9-ODA activates AmOr11 + AmOr2. (A) Oocytes injected with RNA encoding AmOr10 + AmOr2, AmOr11 + AmOr2, AmOr18 + AmOr2, or AmOr170 + AmOr2 are challenged with 100 μM HOB, 9-ODA, HVA, and 9-HDA. Each oocyte is also challenged with QMP prepared such that the concentration of 9-ODA is ≈100 μM. (B Left) An oocyte injected with RNA encoding AmOr11 fails to respond to 100 μM 9-ODA. (Right) A different oocyte expressing AmOr11 + AmOr2 responds to 100 μM 9-ODA. All applications were 25 s and are indicated by arrowheads (A) or bars (B). AmOr11 + AmOr2 also appeared to respond to a high concentration (100 μM) of 9-HDA (A).
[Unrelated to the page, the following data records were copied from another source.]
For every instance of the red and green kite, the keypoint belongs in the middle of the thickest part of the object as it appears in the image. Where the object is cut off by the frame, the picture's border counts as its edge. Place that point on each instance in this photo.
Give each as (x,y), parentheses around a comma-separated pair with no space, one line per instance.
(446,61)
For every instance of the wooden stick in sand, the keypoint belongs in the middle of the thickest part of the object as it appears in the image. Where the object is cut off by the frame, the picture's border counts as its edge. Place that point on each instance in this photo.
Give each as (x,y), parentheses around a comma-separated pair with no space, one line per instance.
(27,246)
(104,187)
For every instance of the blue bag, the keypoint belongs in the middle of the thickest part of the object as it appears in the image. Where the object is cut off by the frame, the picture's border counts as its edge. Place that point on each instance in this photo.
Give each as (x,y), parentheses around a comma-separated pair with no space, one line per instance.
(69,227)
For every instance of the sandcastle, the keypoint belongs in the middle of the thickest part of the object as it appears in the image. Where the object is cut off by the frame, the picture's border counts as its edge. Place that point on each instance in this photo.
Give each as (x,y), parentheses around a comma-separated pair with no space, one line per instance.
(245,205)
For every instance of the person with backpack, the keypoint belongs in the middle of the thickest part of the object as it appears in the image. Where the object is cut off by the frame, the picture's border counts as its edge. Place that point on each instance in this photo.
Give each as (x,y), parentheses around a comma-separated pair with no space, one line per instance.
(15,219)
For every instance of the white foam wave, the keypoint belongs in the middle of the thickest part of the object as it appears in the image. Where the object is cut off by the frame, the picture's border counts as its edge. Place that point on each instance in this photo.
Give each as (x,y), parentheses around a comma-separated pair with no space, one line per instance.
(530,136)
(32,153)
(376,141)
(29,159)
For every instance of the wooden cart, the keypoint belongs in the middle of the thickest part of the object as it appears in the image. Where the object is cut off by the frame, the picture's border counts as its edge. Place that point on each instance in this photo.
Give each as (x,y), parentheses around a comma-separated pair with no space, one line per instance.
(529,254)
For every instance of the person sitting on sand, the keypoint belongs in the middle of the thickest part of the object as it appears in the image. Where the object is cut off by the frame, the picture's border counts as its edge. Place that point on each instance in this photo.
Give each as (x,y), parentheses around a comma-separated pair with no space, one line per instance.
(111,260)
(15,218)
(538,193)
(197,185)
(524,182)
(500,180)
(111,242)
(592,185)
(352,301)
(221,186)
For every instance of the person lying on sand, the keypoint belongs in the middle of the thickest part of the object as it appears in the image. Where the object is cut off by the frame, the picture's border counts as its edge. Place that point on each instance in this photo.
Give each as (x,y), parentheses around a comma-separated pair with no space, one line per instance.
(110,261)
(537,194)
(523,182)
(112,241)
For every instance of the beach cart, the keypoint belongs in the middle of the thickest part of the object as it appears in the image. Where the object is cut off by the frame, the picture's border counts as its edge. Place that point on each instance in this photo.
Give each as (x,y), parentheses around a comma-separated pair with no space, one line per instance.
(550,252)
However, 9-HDA is synthesized from 9-ODA, and a slight contamination of 9-HDA with 9-ODA is possible.

Fig. 5.

Characterization of the 9-ODA receptor, AmOr11 + AmOr2. (A) An oocyte expressing AmOr11 + AmOr2 is challenged with a range of 9-ODA concentrations. (B) Dose–response relationship for 9-ODA activation of AmOr11 + AmOr2 (EC₅₀ = 280 ± 31 nM, mean ± SEM, n = 10). (C) An oocyte expressing AmOr11 + AmOr2 responds to 100 μM 9-ODA but not to 100 μM methyl oleate (MO), linolenic acid (LA), coniferyl alcohol (CA), or 1-hexadecanol (HD). (D) An oocyte expressing AmOr11 + AmOr2 responds to 100 μM 9-ODA but not to 100 μM hexanol (HEX), linalool (LIN), geraniol (GER), or citral (CIT). All applications were 25 s and are indicated by arrowheads (A, C, and D).